Anna avanzó con dificultad hacia el centro. Los árboles de hoja caduca próximos a la zona pantanosa arqueaban las copas formando una cúpula por la que se filtraban los rayos del sol aquí y allá. Se tumbó cuando llegó al centro. El musgo la acogió, cerrándose a su alrededor. Se quedó mirando las indolentes formas cambiantes de las hojas en las copas de los árboles, y se durmió.
¿Cuánto tiempo permaneció allí tendida? ¿Media hora, una?
Seguramente se habría quedado más tiempo si su padre no la hubiera llamado para que volviera a casa.
– ¡Anna…! ¡Aaannaa!
Ella se liberó de los brazos del musgo, pero no contestó. Estaba demasiado ocupada con la sensación que tenía en el cuerpo, especialmente en la piel. Miró el sitio donde había estado tumbada. El contorno de su cuerpo se dibujaba nítidamente en el musgo, que, con un gemido casi audible, empezaba a recuperar la forma de antes.

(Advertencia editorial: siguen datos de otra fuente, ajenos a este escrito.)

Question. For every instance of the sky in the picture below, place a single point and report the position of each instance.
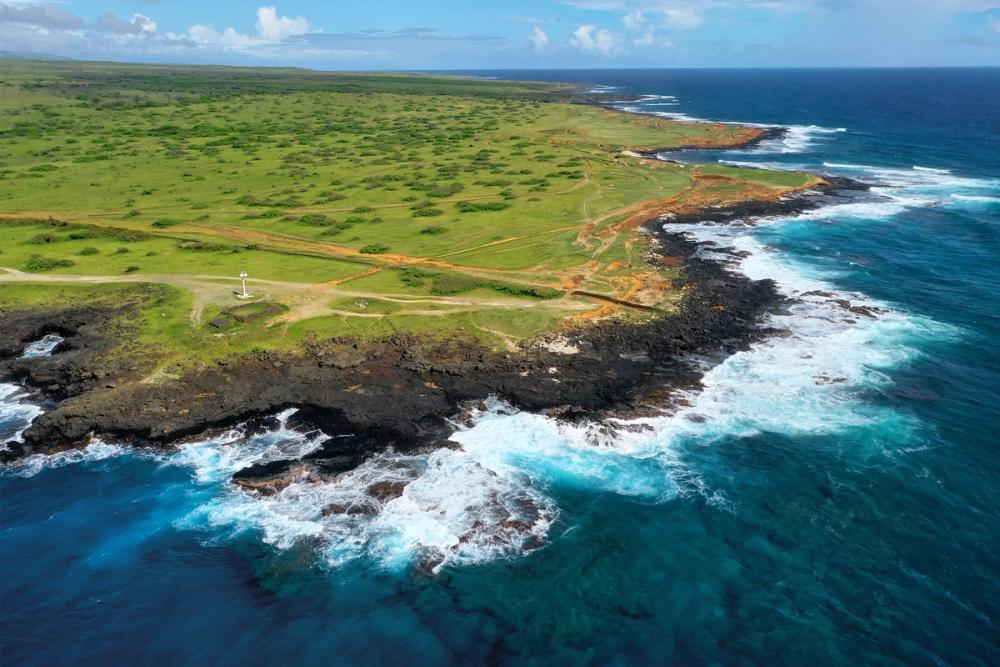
(514, 34)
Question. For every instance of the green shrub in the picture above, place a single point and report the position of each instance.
(37, 263)
(472, 207)
(315, 219)
(427, 212)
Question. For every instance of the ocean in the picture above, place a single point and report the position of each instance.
(829, 496)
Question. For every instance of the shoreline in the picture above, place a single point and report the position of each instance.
(611, 368)
(403, 392)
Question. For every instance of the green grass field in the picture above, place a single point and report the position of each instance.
(361, 205)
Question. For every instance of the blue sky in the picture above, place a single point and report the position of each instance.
(453, 34)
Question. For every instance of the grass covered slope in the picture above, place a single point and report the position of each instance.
(360, 205)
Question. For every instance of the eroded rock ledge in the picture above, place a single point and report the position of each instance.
(398, 391)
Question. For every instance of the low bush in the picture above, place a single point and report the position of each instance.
(37, 263)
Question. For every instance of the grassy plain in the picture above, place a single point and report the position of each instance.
(360, 205)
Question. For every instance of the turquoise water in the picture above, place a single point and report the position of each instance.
(829, 496)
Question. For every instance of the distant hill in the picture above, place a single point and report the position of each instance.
(23, 55)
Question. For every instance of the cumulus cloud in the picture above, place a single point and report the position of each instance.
(274, 28)
(539, 40)
(589, 38)
(139, 24)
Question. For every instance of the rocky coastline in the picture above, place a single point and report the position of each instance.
(403, 391)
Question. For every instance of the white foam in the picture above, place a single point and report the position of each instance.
(96, 450)
(454, 509)
(16, 414)
(796, 138)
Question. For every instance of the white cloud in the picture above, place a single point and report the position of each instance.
(538, 38)
(682, 18)
(273, 28)
(144, 23)
(139, 24)
(589, 38)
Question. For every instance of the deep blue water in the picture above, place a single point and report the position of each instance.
(830, 497)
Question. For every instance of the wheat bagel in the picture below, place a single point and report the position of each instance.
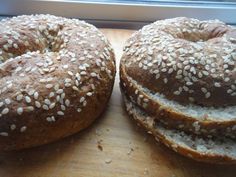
(181, 72)
(56, 77)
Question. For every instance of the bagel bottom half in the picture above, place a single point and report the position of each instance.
(220, 150)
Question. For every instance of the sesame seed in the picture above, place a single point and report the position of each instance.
(13, 127)
(7, 101)
(89, 94)
(37, 104)
(27, 99)
(70, 73)
(45, 107)
(60, 113)
(23, 129)
(5, 111)
(217, 84)
(52, 105)
(63, 108)
(81, 99)
(204, 90)
(19, 110)
(19, 97)
(59, 91)
(67, 102)
(207, 95)
(93, 74)
(49, 86)
(3, 134)
(47, 101)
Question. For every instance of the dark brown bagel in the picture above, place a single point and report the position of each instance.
(181, 73)
(56, 77)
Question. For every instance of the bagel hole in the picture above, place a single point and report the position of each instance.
(50, 42)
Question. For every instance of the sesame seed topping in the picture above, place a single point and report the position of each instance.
(19, 110)
(27, 99)
(23, 129)
(5, 111)
(3, 134)
(60, 113)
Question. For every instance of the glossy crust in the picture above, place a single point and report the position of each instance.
(187, 60)
(178, 80)
(176, 59)
(160, 135)
(56, 78)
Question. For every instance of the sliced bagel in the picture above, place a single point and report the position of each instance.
(218, 150)
(208, 121)
(182, 71)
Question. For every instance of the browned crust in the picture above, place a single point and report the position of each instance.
(170, 117)
(187, 152)
(73, 87)
(167, 57)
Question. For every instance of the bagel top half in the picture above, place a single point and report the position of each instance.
(56, 76)
(182, 71)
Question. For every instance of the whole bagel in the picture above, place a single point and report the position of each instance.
(56, 77)
(181, 73)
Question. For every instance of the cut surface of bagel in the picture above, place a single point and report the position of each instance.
(218, 150)
(181, 73)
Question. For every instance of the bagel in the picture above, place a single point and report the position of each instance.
(181, 72)
(56, 77)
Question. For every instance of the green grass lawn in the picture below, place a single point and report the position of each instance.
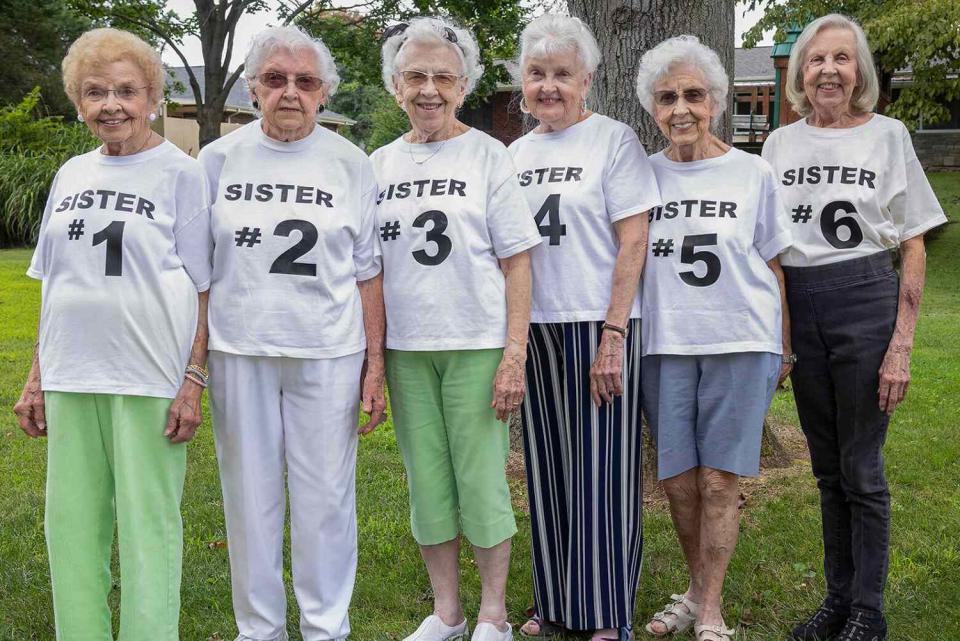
(774, 578)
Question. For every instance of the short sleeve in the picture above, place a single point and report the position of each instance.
(772, 236)
(629, 184)
(366, 248)
(191, 230)
(509, 221)
(38, 263)
(915, 209)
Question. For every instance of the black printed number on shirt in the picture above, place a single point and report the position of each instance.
(112, 234)
(689, 255)
(550, 209)
(434, 235)
(286, 262)
(830, 223)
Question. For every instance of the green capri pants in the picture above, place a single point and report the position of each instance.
(454, 448)
(109, 462)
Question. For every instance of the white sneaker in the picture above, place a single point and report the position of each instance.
(434, 629)
(489, 632)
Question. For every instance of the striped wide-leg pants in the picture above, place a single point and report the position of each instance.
(585, 477)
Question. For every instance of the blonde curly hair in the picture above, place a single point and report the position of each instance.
(99, 47)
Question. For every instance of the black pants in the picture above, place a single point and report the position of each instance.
(842, 318)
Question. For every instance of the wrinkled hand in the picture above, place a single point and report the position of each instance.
(509, 383)
(372, 399)
(894, 377)
(185, 414)
(785, 369)
(30, 409)
(606, 373)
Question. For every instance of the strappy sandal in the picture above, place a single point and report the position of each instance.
(713, 632)
(678, 616)
(545, 629)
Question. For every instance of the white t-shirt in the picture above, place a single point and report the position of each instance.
(707, 286)
(578, 182)
(850, 192)
(293, 227)
(442, 226)
(124, 248)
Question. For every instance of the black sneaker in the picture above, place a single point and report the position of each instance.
(823, 625)
(863, 628)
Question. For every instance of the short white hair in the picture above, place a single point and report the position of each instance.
(552, 33)
(867, 91)
(293, 39)
(657, 63)
(432, 29)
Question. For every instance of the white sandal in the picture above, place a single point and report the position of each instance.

Ella había cambiado de piel. Eso era lo que sentía. Lo que andaba buscando era su vieja piel, que debía de estar arrugada y consumida en el hueco del musgo.
Allí no estaba, pero la sensación era tan real que tuvo que subirse la manga de la camiseta para comprobar si aún tenía el tatuaje.
Pues sí. «Rotten to the Bone» seguía aún escrito con diminutas letras de imprenta en el hombro derecho. Una suerte de orgullo le había obligado a seguir con él en vez de habérselo quitado con láser, pese a que hacía ya doce años que había roto por completo con ese mundo al que pertenecía el tatuaje.